Saturday, April 28, 2012

Types of starch

Grain starches have some common characteristics:
  • granules are medium sized
  • contain significant amounts of lipids and protein
  • have increased structureal stability and thus require higher temperatures to gelate
  • have distinct "cereal" flavor
  • contain a high proportion of moderately long amylose, so they thicken and congeal quickly
Examples:
  • Wheat flour is only 75% starch, which makes it a less efficient thickener than cornstarch or potatoe starch. It adds a distinct wheat flavor to the sauce. Common rule of thumb is to add 1.5 times as much flour as starch.
  • Cornstarch is practically pure starch. It is an efficient thickener, but it absorbs odors and develops flavors during processing.
  • Rice starch have the smallest granule size and produce a fine texture. It is seldom available in Western markets.  
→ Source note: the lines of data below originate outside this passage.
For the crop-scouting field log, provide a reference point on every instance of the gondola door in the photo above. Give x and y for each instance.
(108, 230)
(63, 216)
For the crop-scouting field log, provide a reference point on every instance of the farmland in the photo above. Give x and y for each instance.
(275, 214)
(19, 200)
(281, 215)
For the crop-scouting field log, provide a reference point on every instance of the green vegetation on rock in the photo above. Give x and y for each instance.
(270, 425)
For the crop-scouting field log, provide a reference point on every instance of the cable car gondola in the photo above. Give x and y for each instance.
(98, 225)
Tuber and root starches come from moist underground storage organs and have the following characteristics:
  • larger granules that retain more water molecules
  • cook faster
  • release starch at lower temperatures
  • contain less amylose, but the amylose chains are four times longer than cereal starches
  • readily gelate
  • do not require precooking to improve flavor
Examples:
  • Potato starch has very large granules and very long amylose chains. Stringiness and initial graininess in the sauces are notable. However, the granules are fragile and fragment easily. It is unusual in that it contains a large number of phosphate groups that carry a weak electric charge and cause the chains to repel each other. This repulsion keeps starch chains evenly dispersed in a sauce and prevents them from congealing when cool.
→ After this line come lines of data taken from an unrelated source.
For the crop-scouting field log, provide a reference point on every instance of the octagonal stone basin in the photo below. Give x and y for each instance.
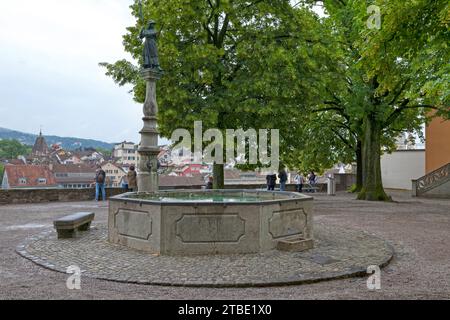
(191, 222)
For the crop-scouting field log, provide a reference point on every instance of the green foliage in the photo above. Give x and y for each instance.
(105, 152)
(11, 149)
(2, 170)
(230, 64)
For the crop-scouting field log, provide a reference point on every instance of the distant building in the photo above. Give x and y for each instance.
(73, 176)
(40, 148)
(114, 174)
(125, 153)
(437, 144)
(28, 176)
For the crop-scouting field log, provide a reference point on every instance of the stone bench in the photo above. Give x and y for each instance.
(68, 226)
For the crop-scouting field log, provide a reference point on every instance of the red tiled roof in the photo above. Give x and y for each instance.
(73, 168)
(15, 161)
(172, 181)
(31, 173)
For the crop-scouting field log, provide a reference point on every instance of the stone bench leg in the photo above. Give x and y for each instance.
(66, 233)
(84, 227)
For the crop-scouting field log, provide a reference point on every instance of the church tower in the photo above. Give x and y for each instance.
(40, 147)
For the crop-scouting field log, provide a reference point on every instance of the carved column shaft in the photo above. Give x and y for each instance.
(148, 150)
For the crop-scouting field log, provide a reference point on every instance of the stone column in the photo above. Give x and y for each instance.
(147, 175)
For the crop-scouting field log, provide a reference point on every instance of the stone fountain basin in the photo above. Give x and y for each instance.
(188, 222)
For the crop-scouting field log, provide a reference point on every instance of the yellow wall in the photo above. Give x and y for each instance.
(437, 144)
  • Tapioca is derived from the tropical plant casava (aka manioc). It does not develop any strong aromas and it is prized for its neutral flavor. It is mostly used in puddings.
  • Arrowroot starch has smaller granules than potato or tapioca starches. Its gelation temperature is higher, more comparable to that of cornstarch.
There are also a number of modified starches available. Plant breeders have developed "waxy" varieties of corn that contain little or no amylose and nearly all amylopectin. Waxy starches make sauces and gels that resist congealing. Manufacturers have also used physical and chemical treatments to produce starches that readily absorb cold water or disperse in liquids without cooking. They have also added cross-linking chains, made them fat-soluble, and have given them other qualities that make them more effective emulsion stabilizers. Such starches are listed as "modified starch."